= Laguna de las Momias =

Lake in Chachapoyas Province, Amazonas, Peru

Laguna de las Momias (Lagoon of the Mummies), also known as Laguna de los Cóndores (Lagoon of the Condors) is an archaeological site located in Leimebamba, Chachapoyas province, in the Amazonas Region of Peru, excavated by the archaeologist Federico Kauffmann Doig. The site is called Lagoon of the Condors because the people who found the lagoon would see these birds soar near the lagoon; it also obtained the name Lagoon of the Mummies because of the mummy findings around the area. The Chachapoyas were an old civilization that was located in the northern forest in the time of 900 a.c. This culture had been unknown by archaeologists for hundreds of years until the mummies appeared.

It contains many mausoleums that occupy a natural cave with difficult access, sculpted in the wall of a craggy rock emerging from a lagoon.

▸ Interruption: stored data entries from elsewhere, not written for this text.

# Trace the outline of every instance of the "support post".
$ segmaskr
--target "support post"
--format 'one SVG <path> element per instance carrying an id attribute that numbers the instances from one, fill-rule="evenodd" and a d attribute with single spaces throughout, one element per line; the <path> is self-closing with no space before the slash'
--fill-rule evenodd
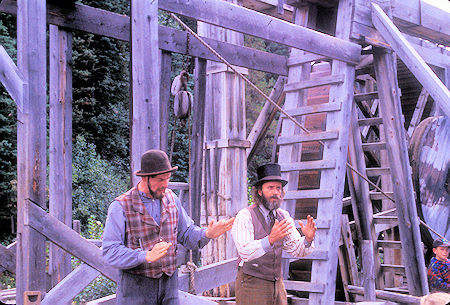
<path id="1" fill-rule="evenodd" d="M 131 184 L 142 154 L 160 147 L 158 1 L 131 0 Z"/>
<path id="2" fill-rule="evenodd" d="M 364 300 L 375 301 L 375 265 L 374 265 L 374 242 L 372 240 L 362 241 L 362 269 L 363 278 L 362 284 L 364 286 Z"/>
<path id="3" fill-rule="evenodd" d="M 169 147 L 169 102 L 170 102 L 170 87 L 171 87 L 171 67 L 172 67 L 172 54 L 167 51 L 160 51 L 161 56 L 161 69 L 160 69 L 160 133 L 161 133 L 161 147 L 162 151 L 168 152 Z"/>
<path id="4" fill-rule="evenodd" d="M 27 201 L 46 208 L 46 1 L 17 2 L 17 66 L 28 87 L 17 112 L 16 303 L 45 292 L 45 238 L 24 225 Z"/>
<path id="5" fill-rule="evenodd" d="M 388 158 L 392 165 L 392 184 L 402 240 L 403 261 L 408 278 L 408 289 L 410 294 L 425 295 L 428 293 L 428 282 L 414 200 L 406 133 L 402 122 L 394 58 L 385 49 L 374 48 L 374 63 L 378 95 L 382 103 L 380 109 L 383 117 Z"/>
<path id="6" fill-rule="evenodd" d="M 50 25 L 50 215 L 72 225 L 72 34 Z M 71 256 L 50 246 L 51 286 L 72 271 Z"/>

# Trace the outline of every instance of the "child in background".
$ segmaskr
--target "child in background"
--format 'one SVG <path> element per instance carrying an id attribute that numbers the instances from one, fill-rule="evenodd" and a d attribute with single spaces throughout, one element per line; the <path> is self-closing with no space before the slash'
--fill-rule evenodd
<path id="1" fill-rule="evenodd" d="M 438 238 L 433 242 L 433 257 L 428 267 L 430 292 L 450 293 L 450 260 L 448 259 L 450 242 Z"/>

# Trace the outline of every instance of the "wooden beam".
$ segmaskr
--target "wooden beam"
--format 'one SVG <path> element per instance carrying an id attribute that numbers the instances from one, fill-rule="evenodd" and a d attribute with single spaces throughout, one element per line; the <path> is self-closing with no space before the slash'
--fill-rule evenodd
<path id="1" fill-rule="evenodd" d="M 383 13 L 384 14 L 384 13 Z M 374 64 L 380 96 L 383 128 L 386 135 L 395 205 L 403 242 L 402 257 L 406 265 L 409 293 L 428 293 L 425 261 L 422 254 L 419 221 L 411 178 L 406 134 L 403 127 L 400 94 L 392 54 L 374 48 Z"/>
<path id="2" fill-rule="evenodd" d="M 160 149 L 169 153 L 169 103 L 170 103 L 170 87 L 171 87 L 171 70 L 172 70 L 172 54 L 170 52 L 160 52 L 160 133 L 161 144 Z"/>
<path id="3" fill-rule="evenodd" d="M 0 266 L 11 273 L 16 273 L 16 244 L 5 247 L 0 245 Z"/>
<path id="4" fill-rule="evenodd" d="M 103 261 L 101 250 L 94 244 L 31 202 L 26 204 L 26 212 L 26 226 L 31 226 L 54 244 L 117 282 L 118 270 Z"/>
<path id="5" fill-rule="evenodd" d="M 178 291 L 180 304 L 183 305 L 217 305 L 218 303 L 208 300 L 206 297 L 189 294 L 184 291 Z M 97 300 L 88 302 L 86 305 L 115 305 L 116 295 L 106 296 Z"/>
<path id="6" fill-rule="evenodd" d="M 72 300 L 99 275 L 100 272 L 89 265 L 79 265 L 45 294 L 41 305 L 72 304 Z"/>
<path id="7" fill-rule="evenodd" d="M 416 129 L 417 125 L 420 123 L 420 119 L 422 118 L 423 110 L 425 109 L 425 105 L 427 104 L 428 96 L 430 96 L 425 90 L 425 88 L 422 88 L 422 91 L 420 92 L 419 98 L 417 99 L 416 109 L 414 109 L 413 116 L 411 118 L 411 122 L 409 123 L 408 127 L 408 137 L 411 138 L 414 130 Z"/>
<path id="8" fill-rule="evenodd" d="M 373 240 L 363 240 L 361 245 L 362 279 L 364 285 L 364 300 L 375 301 L 375 259 Z M 377 249 L 378 250 L 378 249 Z"/>
<path id="9" fill-rule="evenodd" d="M 50 25 L 49 211 L 72 225 L 72 33 Z M 72 271 L 71 256 L 50 246 L 49 274 L 55 286 Z M 61 303 L 63 304 L 63 303 Z"/>
<path id="10" fill-rule="evenodd" d="M 284 100 L 284 92 L 283 87 L 286 83 L 287 79 L 285 77 L 278 77 L 275 85 L 272 88 L 272 92 L 270 92 L 271 100 L 275 101 L 277 105 L 281 105 Z M 258 115 L 258 118 L 253 124 L 252 130 L 247 136 L 247 141 L 250 141 L 251 147 L 247 148 L 247 164 L 250 164 L 253 155 L 258 149 L 259 143 L 261 143 L 262 139 L 265 137 L 267 130 L 272 124 L 273 119 L 275 118 L 275 114 L 278 110 L 272 105 L 272 103 L 266 102 L 261 109 L 261 112 Z"/>
<path id="11" fill-rule="evenodd" d="M 18 110 L 22 112 L 23 94 L 27 84 L 2 45 L 0 45 L 0 81 L 16 103 Z"/>
<path id="12" fill-rule="evenodd" d="M 355 43 L 273 18 L 222 0 L 166 0 L 160 9 L 226 29 L 278 42 L 352 64 L 359 63 L 361 47 Z M 202 8 L 201 10 L 198 8 Z M 236 22 L 239 20 L 239 22 Z"/>
<path id="13" fill-rule="evenodd" d="M 141 156 L 160 148 L 158 1 L 131 1 L 131 184 Z M 154 115 L 154 114 L 157 115 Z"/>
<path id="14" fill-rule="evenodd" d="M 15 0 L 3 0 L 0 11 L 16 15 Z M 47 22 L 72 30 L 130 41 L 130 18 L 90 6 L 76 4 L 74 10 L 62 10 L 48 6 Z M 278 75 L 287 75 L 285 56 L 272 54 L 202 37 L 231 64 Z M 159 48 L 168 52 L 186 54 L 186 32 L 159 26 Z M 189 55 L 207 60 L 219 61 L 196 39 L 190 39 Z"/>
<path id="15" fill-rule="evenodd" d="M 363 287 L 349 285 L 348 290 L 353 294 L 364 295 Z M 401 304 L 414 304 L 414 305 L 420 304 L 420 298 L 412 296 L 412 295 L 405 295 L 405 294 L 388 292 L 388 291 L 383 291 L 383 290 L 375 290 L 375 294 L 376 294 L 377 298 L 381 299 L 381 300 L 398 302 Z"/>
<path id="16" fill-rule="evenodd" d="M 372 3 L 372 22 L 439 107 L 450 116 L 449 90 L 376 3 Z"/>
<path id="17" fill-rule="evenodd" d="M 17 67 L 28 83 L 17 112 L 17 304 L 25 291 L 46 291 L 45 238 L 24 225 L 26 204 L 46 208 L 47 49 L 45 0 L 17 3 Z"/>

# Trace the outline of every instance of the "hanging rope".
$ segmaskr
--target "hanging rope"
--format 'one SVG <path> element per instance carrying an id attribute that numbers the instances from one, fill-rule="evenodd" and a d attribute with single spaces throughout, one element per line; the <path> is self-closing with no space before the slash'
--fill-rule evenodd
<path id="1" fill-rule="evenodd" d="M 234 73 L 236 73 L 240 78 L 242 78 L 247 84 L 250 85 L 250 87 L 252 87 L 253 89 L 255 89 L 259 94 L 261 94 L 269 103 L 271 103 L 276 109 L 278 109 L 282 114 L 284 114 L 289 120 L 291 120 L 297 127 L 299 127 L 301 130 L 303 130 L 304 132 L 306 132 L 307 134 L 311 134 L 311 132 L 305 128 L 303 125 L 301 125 L 294 117 L 292 117 L 291 115 L 289 115 L 283 108 L 281 108 L 276 102 L 274 102 L 267 94 L 265 94 L 261 89 L 259 89 L 255 84 L 253 84 L 247 77 L 245 77 L 245 75 L 243 75 L 242 73 L 240 73 L 237 69 L 235 69 L 225 58 L 223 58 L 219 53 L 216 52 L 216 50 L 214 50 L 208 43 L 206 43 L 199 35 L 197 35 L 197 33 L 195 33 L 194 31 L 192 31 L 186 24 L 184 24 L 183 21 L 181 21 L 180 18 L 178 18 L 175 14 L 170 13 L 170 16 L 175 19 L 186 31 L 188 31 L 192 36 L 194 36 L 195 38 L 197 38 L 201 44 L 203 44 L 208 50 L 211 51 L 211 53 L 213 53 L 217 58 L 219 58 L 225 65 L 227 65 L 227 67 L 229 67 Z M 322 146 L 325 147 L 325 143 L 323 143 L 322 141 L 317 141 L 318 143 L 320 143 Z M 369 180 L 369 178 L 367 178 L 365 175 L 363 175 L 362 173 L 360 173 L 356 168 L 354 168 L 350 163 L 346 162 L 346 165 L 348 166 L 348 168 L 350 168 L 350 170 L 352 170 L 353 172 L 355 172 L 358 176 L 360 176 L 362 179 L 364 179 L 367 183 L 369 183 L 371 186 L 373 186 L 377 191 L 379 191 L 381 194 L 383 194 L 387 199 L 391 200 L 392 202 L 395 203 L 394 198 L 392 198 L 391 196 L 389 196 L 388 194 L 386 194 L 381 188 L 379 188 L 375 183 L 373 183 L 372 181 Z M 439 233 L 437 233 L 435 230 L 433 230 L 432 228 L 430 228 L 425 222 L 423 222 L 420 218 L 420 223 L 427 227 L 428 229 L 430 229 L 433 233 L 435 233 L 436 235 L 438 235 L 439 237 L 443 238 L 442 235 L 440 235 Z"/>

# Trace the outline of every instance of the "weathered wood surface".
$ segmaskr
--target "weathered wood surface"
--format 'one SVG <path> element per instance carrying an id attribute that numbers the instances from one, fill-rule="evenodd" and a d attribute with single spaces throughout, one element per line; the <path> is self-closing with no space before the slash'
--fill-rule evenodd
<path id="1" fill-rule="evenodd" d="M 47 51 L 45 0 L 17 3 L 17 67 L 28 83 L 17 112 L 17 304 L 27 290 L 46 290 L 45 238 L 25 226 L 26 204 L 46 208 Z"/>
<path id="2" fill-rule="evenodd" d="M 363 287 L 349 285 L 348 289 L 351 293 L 364 295 Z M 388 301 L 392 301 L 392 302 L 398 302 L 401 304 L 414 304 L 414 305 L 420 304 L 420 298 L 412 296 L 412 295 L 405 295 L 405 294 L 388 292 L 388 291 L 383 291 L 383 290 L 375 290 L 375 294 L 376 294 L 377 298 L 381 299 L 381 300 L 388 300 Z"/>
<path id="3" fill-rule="evenodd" d="M 72 225 L 72 34 L 50 25 L 49 212 Z M 50 246 L 49 274 L 55 286 L 72 270 L 71 256 Z M 64 303 L 61 303 L 64 304 Z"/>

Each funeral deposit contains a mummy in a seated position, wrapped in both flat and decorated textiles. In the Lagoon of the Mummies there were ceramics and other artifacts found tracing back to the Incas. When excavating the Lagoon of the Mummies, there were six mausoleums found, each consisting of cube-shaped enclosures next to each other in a row. The tombs were housed in caves with paintings on the walls related to the mausoleums and containing indecipherable symbols. The enclosures were built with only three walls, the fourth being the rock wall. The enclosures had two floors and a window on the top level. The window's purpose was to recirculate the air to prevent the mummies from being damaged by moisture. The mummies have unique coffins with the design of a human faced stitched on them. Based on the size of the funeral, it appears that they were of small creatures. The mummification process was done with sophisticated techniques in order to preserve the bodies due to high humidity in the Amazon Andes. In the tombs were various cultural objects, such as pottery, textiles, wood carvings the size of statues, clothing, silver, personal ornaments, and even ceremonial objects.

The mausoleums of the Lagoon of the Mummies were replete with funeral deposits, approximately two hundred; high-ranking individuals were buried there. During Inca domination of the region, officials from Cuzco, the Inca capital, resided in Cochabamba. In the 1990s, artifacts were stolen by looters. Although the robbers were later arrested, the end result was that many of these mummies were destroyed and others damaged.

In 1997, a survey of the damage was taken by archaeologist Peter Lerche on the behalf of Peru's National Institute of Culture. There was an initial estimation of around 70 mummies to have been present on the cliff edge (it was later discovered that there was actually over 200 bundles of mummies). Later salvaging revealed that there were others who had damaged the site other than the ones who initially hacked into the tombs and stole artifacts. These were caused by tourists and looters over time visiting the cliff, moving mummies to take pictures as well as taking artifacts as souvenirs. Due to the mummies being moved around, many of them were damaged, with some of them even exposed to the rain, completely decaying them.